外头的天,黑窟窿东。
张五郎眨巴了一下眼睛,想起现在不用早起下田,又躺下。睡不着,瞪着眼睛看着帐篷顶。听着此起彼伏的呼噜声,心里惦记着田里秧苗有没有种,家里鸡羊有没有喂,还有媳妇和女儿。巧娘,唉!
想到大女儿,张五郎心里又恼又恨。恼得是女儿没生出个儿子,恨的是朱家狼心狗肺。又恨媒人嘴歪,又恨自己眼瞎!
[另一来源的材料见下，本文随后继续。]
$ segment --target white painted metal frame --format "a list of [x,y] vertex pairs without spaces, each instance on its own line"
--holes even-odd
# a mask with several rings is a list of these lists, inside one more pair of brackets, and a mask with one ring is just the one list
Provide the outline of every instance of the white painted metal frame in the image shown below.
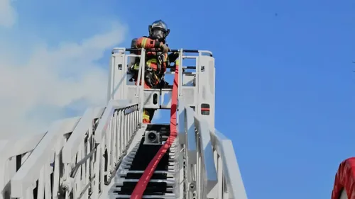
[[185,198],[246,199],[231,141],[179,101],[179,143],[185,154]]

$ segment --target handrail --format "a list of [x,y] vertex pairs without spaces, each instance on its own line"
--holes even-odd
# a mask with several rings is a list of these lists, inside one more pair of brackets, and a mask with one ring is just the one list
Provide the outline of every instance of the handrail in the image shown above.
[[110,118],[112,117],[114,112],[116,109],[124,108],[129,106],[138,106],[137,103],[131,103],[128,100],[120,100],[119,101],[111,100],[102,115],[101,120],[105,123],[99,123],[99,125],[95,131],[95,141],[97,144],[100,143],[104,136],[105,131],[110,123]]
[[92,120],[100,118],[104,110],[104,108],[87,109],[72,132],[70,138],[63,147],[62,150],[63,163],[70,163],[72,161],[72,158],[77,154],[80,142],[82,142],[88,130],[88,127],[92,125]]
[[42,141],[28,157],[26,165],[21,166],[11,178],[11,197],[22,198],[26,195],[26,185],[36,182],[40,176],[40,169],[36,165],[43,166],[49,164],[53,158],[53,149],[58,143],[60,135],[74,130],[80,118],[72,118],[55,121],[51,125]]
[[[204,193],[204,195],[207,195],[207,198],[217,198],[218,191],[217,191],[216,185],[218,183],[219,191],[228,190],[230,198],[246,199],[246,193],[241,181],[241,175],[231,140],[217,130],[212,130],[207,121],[199,117],[192,108],[186,106],[182,100],[179,101],[179,139],[184,139],[184,140],[179,140],[179,142],[185,144],[186,147],[187,164],[196,165],[198,151],[200,152],[198,156],[203,161],[202,164],[204,170],[196,171],[204,172],[203,176],[200,176],[199,178],[204,176],[205,178],[202,181],[204,184],[200,187],[202,191],[197,190],[197,191]],[[198,135],[196,134],[195,129],[197,130]],[[200,149],[197,150],[197,147]],[[216,151],[217,156],[215,156],[214,151]],[[219,159],[218,156],[221,158]],[[222,161],[221,166],[219,164],[219,161]],[[192,171],[189,165],[185,169],[187,169],[188,174]],[[220,169],[223,171],[223,174],[222,174],[222,171],[219,171]],[[223,178],[220,175],[223,175]],[[189,183],[193,183],[189,176],[187,177]],[[223,180],[225,181],[227,187],[221,184],[224,184]],[[222,194],[218,193],[219,195]]]
[[210,135],[214,141],[214,146],[219,147],[217,150],[222,157],[224,176],[226,184],[230,187],[231,195],[234,195],[234,198],[246,199],[244,185],[243,181],[239,180],[241,179],[241,174],[231,140],[217,130],[214,132],[210,131]]

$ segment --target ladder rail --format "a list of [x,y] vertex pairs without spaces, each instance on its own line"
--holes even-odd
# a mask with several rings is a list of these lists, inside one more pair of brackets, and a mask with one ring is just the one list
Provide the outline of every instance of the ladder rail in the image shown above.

接着又想起小女儿,这心里就跟五味瓶打翻了一样,酸甜苦辣说不上来。老实人遇到事情,这脑瓜子多半拧不过来,认死理。
这刚开始几年,小女儿还往家里带信,逢年过节有个事情都送东西回来。可这两年前就少了动静,开始家里老小还担心是不是出什么事。到县里张家铺子去了两趟,都叫人奚落回来,张五郎也就没脸再去了。
这次征兵服役,要不是牵扯儿子和侄子,张五郎都不一定拉下来脸。谁知道,这一去
“唉!”张五郎忍不住长叹一声。
张小郎睡在他旁边,一惊而醒,迷迷糊糊的小声叫他:“阿爹?”
张五郎扭头看向儿子,黑漆马糊的也看不清,就见那小脑袋缩在被子里,和小时候没什么区别。张五郎终于没忍得住,热泪滚下。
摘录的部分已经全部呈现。